If you’re not sure whether the Xbox One S is right for you, you may want to consider it as part of a wider range of upgrades. Because unlike its predecessor, Xbox One S is 4K Ultra HD compatible. And 4K changes everything.
Remember the first time you saw HD? It was like getting an upgrade for your eyes. Well, 4K Ultra HD has the same impact, as it offers four times the resolution of standard HD, or 3840 x 2160. And modern 4K sets are so good that everything looks better, even regular HD programming and games.
To test this, I connected my Xbox One S to a new Samsung SUHD TV, a 55-inch set with 4K Ultra HD and HDR support that currently retails for about $1400. The impact is immediate and obvious: The picture is astonishing, and even the sound is amazing.
Connecting the Xbox One S to a 4K set requires no special cables: You just use the HDMI cable that shipped with the console (or any other standard HDMI cable). Like many modern sets, this Samsung has game mode settings and other tweeks, but I left everything on the stock configuration to start.
When you fire up Xbox One S, it will prompt you to switch the Dashboard from its normal 1080p display to 4K, and on subsequent wake up events, the resolution overlay that the TV displays when it fires up confirms that the Xbox One S is outputting at 4K. You can also navigate to Settings, Display, Video Output to further configure the display, with the available resolutions now listed as 1080p, 720p, and 4K UHD.
(My video capture device tops out at 1080p, so I had to remove it from the chain to access the Xbox One S’s 4K features.)
I know from experimenting with the TV that the built-in Netflix app supports 4K/HDR content—and yes, it’s stunning, and includes Netflix originals like House of Cards as well as movies; I watched part of The Da Vinci Code as well, for example, and there are lots of 4K demoreel-type videos as well.
So I was curious whether the Xbox One’s Netflix and Amazon Video apps would support 4K video as well, given that Microsoft has been touting this fact.
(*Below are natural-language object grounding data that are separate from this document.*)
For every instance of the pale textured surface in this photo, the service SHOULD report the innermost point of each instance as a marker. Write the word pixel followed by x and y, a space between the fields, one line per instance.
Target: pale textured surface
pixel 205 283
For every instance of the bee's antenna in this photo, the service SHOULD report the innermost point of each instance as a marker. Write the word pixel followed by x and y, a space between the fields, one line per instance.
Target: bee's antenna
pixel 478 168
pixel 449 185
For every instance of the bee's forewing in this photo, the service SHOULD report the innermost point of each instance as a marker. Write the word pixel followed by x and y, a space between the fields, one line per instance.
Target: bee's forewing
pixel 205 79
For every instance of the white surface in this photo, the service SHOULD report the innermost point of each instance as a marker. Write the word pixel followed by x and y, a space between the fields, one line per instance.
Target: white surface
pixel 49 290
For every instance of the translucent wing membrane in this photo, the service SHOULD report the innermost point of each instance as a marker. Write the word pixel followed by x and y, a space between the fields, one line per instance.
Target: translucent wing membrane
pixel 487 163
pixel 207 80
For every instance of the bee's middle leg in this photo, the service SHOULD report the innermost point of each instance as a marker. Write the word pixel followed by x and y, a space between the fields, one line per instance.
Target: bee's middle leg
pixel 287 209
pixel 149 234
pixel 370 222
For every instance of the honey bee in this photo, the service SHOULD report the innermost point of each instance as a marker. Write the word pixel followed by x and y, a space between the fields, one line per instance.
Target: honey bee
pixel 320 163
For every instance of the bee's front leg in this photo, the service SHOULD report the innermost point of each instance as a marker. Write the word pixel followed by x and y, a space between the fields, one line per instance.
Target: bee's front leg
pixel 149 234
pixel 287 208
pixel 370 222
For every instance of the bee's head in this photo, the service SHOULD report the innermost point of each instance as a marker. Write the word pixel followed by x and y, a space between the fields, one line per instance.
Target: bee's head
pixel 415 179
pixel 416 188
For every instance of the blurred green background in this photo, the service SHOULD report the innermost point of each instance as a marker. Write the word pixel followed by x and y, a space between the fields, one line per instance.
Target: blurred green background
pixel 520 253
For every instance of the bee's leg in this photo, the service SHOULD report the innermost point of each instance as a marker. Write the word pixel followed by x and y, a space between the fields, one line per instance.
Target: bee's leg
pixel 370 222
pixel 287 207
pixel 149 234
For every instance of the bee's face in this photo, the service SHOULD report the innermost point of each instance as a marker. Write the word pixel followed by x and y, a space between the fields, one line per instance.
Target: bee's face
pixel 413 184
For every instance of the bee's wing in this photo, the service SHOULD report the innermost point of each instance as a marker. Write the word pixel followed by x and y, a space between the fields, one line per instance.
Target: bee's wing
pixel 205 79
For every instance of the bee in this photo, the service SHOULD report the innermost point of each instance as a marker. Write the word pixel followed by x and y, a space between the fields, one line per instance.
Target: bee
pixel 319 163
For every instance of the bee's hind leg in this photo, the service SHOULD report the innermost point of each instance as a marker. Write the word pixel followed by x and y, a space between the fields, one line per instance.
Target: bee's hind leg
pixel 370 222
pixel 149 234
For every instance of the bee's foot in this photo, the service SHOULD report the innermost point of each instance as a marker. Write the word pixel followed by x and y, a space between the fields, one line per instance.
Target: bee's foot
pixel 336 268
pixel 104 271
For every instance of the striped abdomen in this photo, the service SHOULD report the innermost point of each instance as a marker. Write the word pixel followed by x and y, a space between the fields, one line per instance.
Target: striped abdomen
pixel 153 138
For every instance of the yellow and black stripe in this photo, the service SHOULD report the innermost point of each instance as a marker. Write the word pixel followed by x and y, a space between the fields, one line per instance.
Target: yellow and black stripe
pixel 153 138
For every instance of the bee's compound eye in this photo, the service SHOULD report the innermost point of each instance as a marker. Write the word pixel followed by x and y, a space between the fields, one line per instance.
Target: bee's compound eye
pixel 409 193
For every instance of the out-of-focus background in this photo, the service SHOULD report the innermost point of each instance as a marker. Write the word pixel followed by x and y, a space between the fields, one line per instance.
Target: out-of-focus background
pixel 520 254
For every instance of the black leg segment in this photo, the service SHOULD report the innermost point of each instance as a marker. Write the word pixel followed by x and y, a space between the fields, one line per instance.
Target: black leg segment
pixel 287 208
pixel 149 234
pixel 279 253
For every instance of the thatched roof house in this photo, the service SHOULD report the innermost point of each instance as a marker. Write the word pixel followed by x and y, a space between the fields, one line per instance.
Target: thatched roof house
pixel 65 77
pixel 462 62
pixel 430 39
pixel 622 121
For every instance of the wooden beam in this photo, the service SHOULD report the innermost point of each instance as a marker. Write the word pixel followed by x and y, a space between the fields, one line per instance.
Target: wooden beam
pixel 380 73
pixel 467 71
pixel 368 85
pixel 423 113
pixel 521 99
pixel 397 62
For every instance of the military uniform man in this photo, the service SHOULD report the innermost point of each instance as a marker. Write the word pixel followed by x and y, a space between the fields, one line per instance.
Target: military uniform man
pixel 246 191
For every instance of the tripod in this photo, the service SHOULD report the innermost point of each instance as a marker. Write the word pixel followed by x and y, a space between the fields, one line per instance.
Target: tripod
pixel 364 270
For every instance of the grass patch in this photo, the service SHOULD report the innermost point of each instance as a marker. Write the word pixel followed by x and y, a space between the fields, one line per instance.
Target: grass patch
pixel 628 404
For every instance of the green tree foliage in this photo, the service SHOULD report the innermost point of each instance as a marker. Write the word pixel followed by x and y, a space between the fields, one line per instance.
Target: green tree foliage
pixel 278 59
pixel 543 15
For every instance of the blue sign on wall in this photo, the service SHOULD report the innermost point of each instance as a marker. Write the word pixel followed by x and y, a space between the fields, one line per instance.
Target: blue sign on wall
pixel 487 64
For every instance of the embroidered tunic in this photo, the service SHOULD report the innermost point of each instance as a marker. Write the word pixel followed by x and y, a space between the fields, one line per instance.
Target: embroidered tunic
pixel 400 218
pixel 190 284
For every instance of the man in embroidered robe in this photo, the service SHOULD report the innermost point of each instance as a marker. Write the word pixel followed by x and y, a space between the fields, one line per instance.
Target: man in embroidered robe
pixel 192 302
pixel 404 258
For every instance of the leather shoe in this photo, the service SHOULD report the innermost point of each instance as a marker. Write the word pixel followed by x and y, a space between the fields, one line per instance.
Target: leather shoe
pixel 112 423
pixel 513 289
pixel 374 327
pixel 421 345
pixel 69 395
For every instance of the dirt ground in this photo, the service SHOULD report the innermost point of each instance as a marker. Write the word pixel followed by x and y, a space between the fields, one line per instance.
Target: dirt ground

And sure enough, they do.
For Netflix, the 4K content appears in an “UltraHD 4K” list that only appears when you’re using a compatible app and TV.
I didn’t see a similar list in Amazon Video, but searching the web, I found a list of 4K UHD videos they offer and just used search. Looking at the Amazon Originals show Bosch and the movie Interstellar, both of which I’d previously watched, I didn’t see any indication that either was in 4K on-screen. But the TV told me they were displaying at 3840 x 2160, and both certainly look incredible. (To find 4K content on Amazon, simply search for 4K.)
I haven’t yet tested Ultra HD Blu-ray movies, but the Xbox One S optical drive can of course play such titles.
Xbox One S can’t play games in 4K, and of course critics will race to point out that it usually can’t play them in 1080p either. But as previously mentioned, existing titles like Call of Duty: Black Ops III, which I’ve been basically playing daily since last November, take on new life on a 4K set, both graphically and sonically. I was most curious about the little musical bits I’d never noticed before, but the richer, punchier color presentation and crispness of the graphics really made the game feel new again. And of course I’m looking forward to HDR-enable games like Gears of War 4, which should be even richer looking.
In any event, Xbox One S is the perfect accompaniment to your 4K Ultra HD TV set. And a great excuse for upgrading and jumping into the Xbox One lineup for the first time.